Institutional investors attach great importance to governance and spend a significant amount of resources on conducting due diligence investigations into potential hedge fund investments. The broader a director’s experience is across finance, IT and governance, the more likely he or she is to provide sound guidance on issues.
In addition, regulators internationally closely scrutinize the governance of funds and their directors, as well as the management of their assets.
The role of the non-executive director
The role of a non-executive director is to oversee the work of the investment managers to ensure that the fund’s objectives and risk appetite are respected.
Hedge fund managers trade investors’ money within the parameters drawn from the fund’s offering materials. Because of this most investors prefer to see independent non-executive directors on the board of the fund to perform an oversight role over how their assets are managed. This gives the investors the peace of mind that there is a party independent of the investment manager overseeing the operations and that assets are being managed in line with the offering materials.
The non-executive directors can also provide guidance in expected policies and procedures, regulatory compliance, vendor due diligence procedures and a number of other areas depending on their experience. A good board includes a number of independent directors with a mixture of skills that will bring a well rounded approach to the governance of the fund.

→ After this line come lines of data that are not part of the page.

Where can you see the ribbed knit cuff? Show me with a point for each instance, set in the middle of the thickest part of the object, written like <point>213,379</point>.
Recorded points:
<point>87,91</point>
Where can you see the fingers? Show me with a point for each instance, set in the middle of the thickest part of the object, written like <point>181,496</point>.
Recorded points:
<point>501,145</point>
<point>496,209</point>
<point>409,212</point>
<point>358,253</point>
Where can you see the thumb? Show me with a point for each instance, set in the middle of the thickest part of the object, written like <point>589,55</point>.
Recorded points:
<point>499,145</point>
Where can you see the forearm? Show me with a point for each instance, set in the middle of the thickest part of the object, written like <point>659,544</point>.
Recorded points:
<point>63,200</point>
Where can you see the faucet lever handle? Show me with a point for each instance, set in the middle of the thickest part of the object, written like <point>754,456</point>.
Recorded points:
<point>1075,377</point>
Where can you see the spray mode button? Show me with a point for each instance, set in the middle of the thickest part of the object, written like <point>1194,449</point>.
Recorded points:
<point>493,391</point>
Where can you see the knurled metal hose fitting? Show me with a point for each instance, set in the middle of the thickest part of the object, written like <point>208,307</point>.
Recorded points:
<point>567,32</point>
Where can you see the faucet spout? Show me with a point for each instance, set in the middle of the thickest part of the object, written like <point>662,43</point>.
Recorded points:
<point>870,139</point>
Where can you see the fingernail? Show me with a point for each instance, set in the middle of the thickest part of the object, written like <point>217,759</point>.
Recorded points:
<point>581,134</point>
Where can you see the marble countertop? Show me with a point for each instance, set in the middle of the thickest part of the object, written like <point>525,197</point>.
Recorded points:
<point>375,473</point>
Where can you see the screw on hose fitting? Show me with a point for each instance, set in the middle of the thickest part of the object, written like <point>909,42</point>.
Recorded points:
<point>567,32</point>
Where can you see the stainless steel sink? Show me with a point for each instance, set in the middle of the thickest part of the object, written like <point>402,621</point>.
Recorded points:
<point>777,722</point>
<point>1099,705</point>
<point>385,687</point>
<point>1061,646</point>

Historic studies have found that over 83% of investors prefer a fund’s board to have at least 2 independent directors with further enforced by the Council of Institutional Investors (CII) corporate governance policies recommending at least two thirds of the board should consist of independent directors.
It doesn’t matter what the size or maturity of your organisation is, an experienced independent non-executive director can add value to your board. Whether it be to attract institutional investors or just to add experience and gain from their extensive knowledge of the industry the directors will be able to guide your organisation and ensure it meets its corporate governance requirements.